Supreme Court ERISA Subrogation Case Makes It More Difficult To Settle Personal Injury Cases
The U.S. Airways v. McCutchen, decided April 16, 2013, case complicates the finality of any personal injury case where a lien is involved. McCutchen was injured in a car accident and his personal injury lawyer obtained a settlement on his behalf in the amount of $110,000. His employer, U.S. Airways, paid medical bills on his behalf in the amount of $66,800 through a health insurance plan under which McCutchen was a beneficiary. U.S. Airways sought full reimbursement of the $66,800. When McCutchen refused to pay the money back, U.S. Airways sued him. The case went all the way up to the United States Supreme Court. SCOTUS found in favor of the employer, U.S. Airways.
This is a horrible decision for plaintiffs. SCOTUS recognized how problematic its holding was.This is from page 16 of the opinion.
The rationale for the common-fund rule reinforces that conclusion. Third-party recoveries do not often come free: To get one, an insured must incur lawyer's fees and expenses. Without cost sharing, the insurer free rides on its beneficiary's efforts — taking the fruits while contributing nothing to the labor. Odder still, in some cases — indeed, in this case —the beneficiary is made worse off by pursuing a third party. Recall that McCutchen spent $44,000 (representing a 40% contingency fee) to get $110,000, leaving him with a real recovery of $66,000. But US Airways claimed $66,866 in medical expenses. That would put McCutchen $866 in the hole; in effect, he would pay for the privilege of serving as US Airways' collection agent. We think McCutchen would not have foreseen that result when he signed on to the plan. And we doubt if even US Airways should want it. When the next McCutchen comes along, he is not likely to relieve US Airways of the costs of recovery. See Blackburn v. Sundstrand Corp.,115 F. 3d 493, 496 (CA7 1997) (Easterbrook, J.) ("[I]f . . . injured persons could not charge legal costs against recoveries, people like [McCutchen] would in the future have every reason" to make different judgments about bringing suit, "throwing on plans the burden and expense of collection"). The prospect of generating those strange results again militates against reading a general reimbursement provision — like the one here — for more than it is worth. Only if US Airways' plan expressly addressed the costs of recovery would it alter the common-fund doctrine.

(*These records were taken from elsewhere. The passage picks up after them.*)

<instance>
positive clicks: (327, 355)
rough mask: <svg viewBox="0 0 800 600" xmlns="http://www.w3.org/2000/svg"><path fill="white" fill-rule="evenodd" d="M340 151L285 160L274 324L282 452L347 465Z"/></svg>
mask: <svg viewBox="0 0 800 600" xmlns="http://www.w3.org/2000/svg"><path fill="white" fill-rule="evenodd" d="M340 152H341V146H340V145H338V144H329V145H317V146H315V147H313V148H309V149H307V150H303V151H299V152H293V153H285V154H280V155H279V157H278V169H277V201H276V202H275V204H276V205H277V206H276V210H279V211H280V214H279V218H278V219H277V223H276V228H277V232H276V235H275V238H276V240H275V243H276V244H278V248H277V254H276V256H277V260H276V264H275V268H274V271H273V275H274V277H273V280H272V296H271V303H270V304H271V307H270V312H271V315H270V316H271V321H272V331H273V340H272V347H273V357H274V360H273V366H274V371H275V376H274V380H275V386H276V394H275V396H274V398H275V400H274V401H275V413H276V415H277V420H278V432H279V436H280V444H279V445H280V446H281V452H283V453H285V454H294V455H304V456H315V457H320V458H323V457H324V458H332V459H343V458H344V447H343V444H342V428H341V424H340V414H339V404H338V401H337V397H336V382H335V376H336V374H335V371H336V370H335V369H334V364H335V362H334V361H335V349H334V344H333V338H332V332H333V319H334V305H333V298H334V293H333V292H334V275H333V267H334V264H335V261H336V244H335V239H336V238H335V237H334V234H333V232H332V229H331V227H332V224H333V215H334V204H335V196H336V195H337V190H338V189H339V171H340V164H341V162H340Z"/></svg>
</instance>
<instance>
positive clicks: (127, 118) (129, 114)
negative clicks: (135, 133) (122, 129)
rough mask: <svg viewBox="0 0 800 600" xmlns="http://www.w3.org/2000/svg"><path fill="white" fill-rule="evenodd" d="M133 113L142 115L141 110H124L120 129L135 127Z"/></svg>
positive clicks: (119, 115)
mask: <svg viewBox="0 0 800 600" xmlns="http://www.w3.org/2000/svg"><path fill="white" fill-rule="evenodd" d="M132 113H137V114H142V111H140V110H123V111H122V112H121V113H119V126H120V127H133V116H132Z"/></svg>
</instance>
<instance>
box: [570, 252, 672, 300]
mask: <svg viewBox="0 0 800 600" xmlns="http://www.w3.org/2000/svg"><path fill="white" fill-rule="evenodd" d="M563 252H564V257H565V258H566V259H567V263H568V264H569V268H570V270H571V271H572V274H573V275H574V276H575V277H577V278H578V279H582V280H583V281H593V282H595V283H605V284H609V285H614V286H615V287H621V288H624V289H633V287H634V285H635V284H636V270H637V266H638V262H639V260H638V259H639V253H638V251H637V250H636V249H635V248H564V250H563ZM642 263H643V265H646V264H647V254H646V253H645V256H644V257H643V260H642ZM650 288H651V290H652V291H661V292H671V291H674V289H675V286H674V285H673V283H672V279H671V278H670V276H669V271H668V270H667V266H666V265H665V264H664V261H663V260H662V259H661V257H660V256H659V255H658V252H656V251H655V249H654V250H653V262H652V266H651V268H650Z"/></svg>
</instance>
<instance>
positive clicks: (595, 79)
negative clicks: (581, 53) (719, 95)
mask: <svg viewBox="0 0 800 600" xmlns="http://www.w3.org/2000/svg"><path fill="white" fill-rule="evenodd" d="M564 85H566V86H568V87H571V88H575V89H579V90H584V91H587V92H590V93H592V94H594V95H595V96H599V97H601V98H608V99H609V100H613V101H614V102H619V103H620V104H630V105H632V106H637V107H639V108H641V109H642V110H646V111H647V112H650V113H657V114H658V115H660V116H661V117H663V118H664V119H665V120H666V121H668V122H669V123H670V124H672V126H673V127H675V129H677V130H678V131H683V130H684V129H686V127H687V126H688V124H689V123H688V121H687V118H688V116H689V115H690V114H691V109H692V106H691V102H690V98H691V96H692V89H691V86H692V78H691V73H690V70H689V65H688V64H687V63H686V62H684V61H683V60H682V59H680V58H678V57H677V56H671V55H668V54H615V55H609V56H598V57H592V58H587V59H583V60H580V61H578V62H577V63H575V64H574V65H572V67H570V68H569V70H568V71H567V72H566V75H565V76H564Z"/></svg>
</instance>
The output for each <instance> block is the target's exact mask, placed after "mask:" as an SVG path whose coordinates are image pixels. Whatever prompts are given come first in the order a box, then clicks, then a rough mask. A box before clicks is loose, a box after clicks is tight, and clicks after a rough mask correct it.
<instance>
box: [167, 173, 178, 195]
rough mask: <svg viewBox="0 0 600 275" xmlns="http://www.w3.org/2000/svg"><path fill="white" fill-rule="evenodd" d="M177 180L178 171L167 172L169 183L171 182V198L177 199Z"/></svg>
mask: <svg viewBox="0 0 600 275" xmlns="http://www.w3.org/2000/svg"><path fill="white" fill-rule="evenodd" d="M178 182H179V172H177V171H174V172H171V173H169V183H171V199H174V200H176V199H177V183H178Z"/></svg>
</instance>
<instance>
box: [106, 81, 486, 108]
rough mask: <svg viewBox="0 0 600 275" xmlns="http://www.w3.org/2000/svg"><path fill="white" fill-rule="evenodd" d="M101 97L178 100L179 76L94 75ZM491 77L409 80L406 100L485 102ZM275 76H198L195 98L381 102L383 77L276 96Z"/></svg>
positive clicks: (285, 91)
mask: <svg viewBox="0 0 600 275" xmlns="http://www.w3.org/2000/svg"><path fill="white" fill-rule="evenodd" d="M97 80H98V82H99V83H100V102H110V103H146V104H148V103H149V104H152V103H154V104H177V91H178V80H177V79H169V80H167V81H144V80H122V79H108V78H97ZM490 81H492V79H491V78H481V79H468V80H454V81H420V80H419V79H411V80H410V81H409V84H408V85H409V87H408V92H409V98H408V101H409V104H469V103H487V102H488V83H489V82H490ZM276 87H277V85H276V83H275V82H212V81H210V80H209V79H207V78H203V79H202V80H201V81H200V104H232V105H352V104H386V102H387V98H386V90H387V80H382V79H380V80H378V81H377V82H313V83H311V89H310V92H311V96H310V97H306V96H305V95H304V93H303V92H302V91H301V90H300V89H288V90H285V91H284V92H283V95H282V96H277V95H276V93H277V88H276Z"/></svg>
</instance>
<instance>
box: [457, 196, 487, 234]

Before this decision, it was common for health insurance lien holders such as U.S. Airways to reduce their lien at least by the amount of the attorney fees and costs expended by the plaintiff's attorney in the underlying injury case. But no more. Going forward so long as the plan document states that the plan is entitled to 100 percent reimbursement employer health insurance plans will have no reason to reduce their liens. Of course, all plan administrators will make sure that their plans demand 100 percent reimbursement from personal injury matters.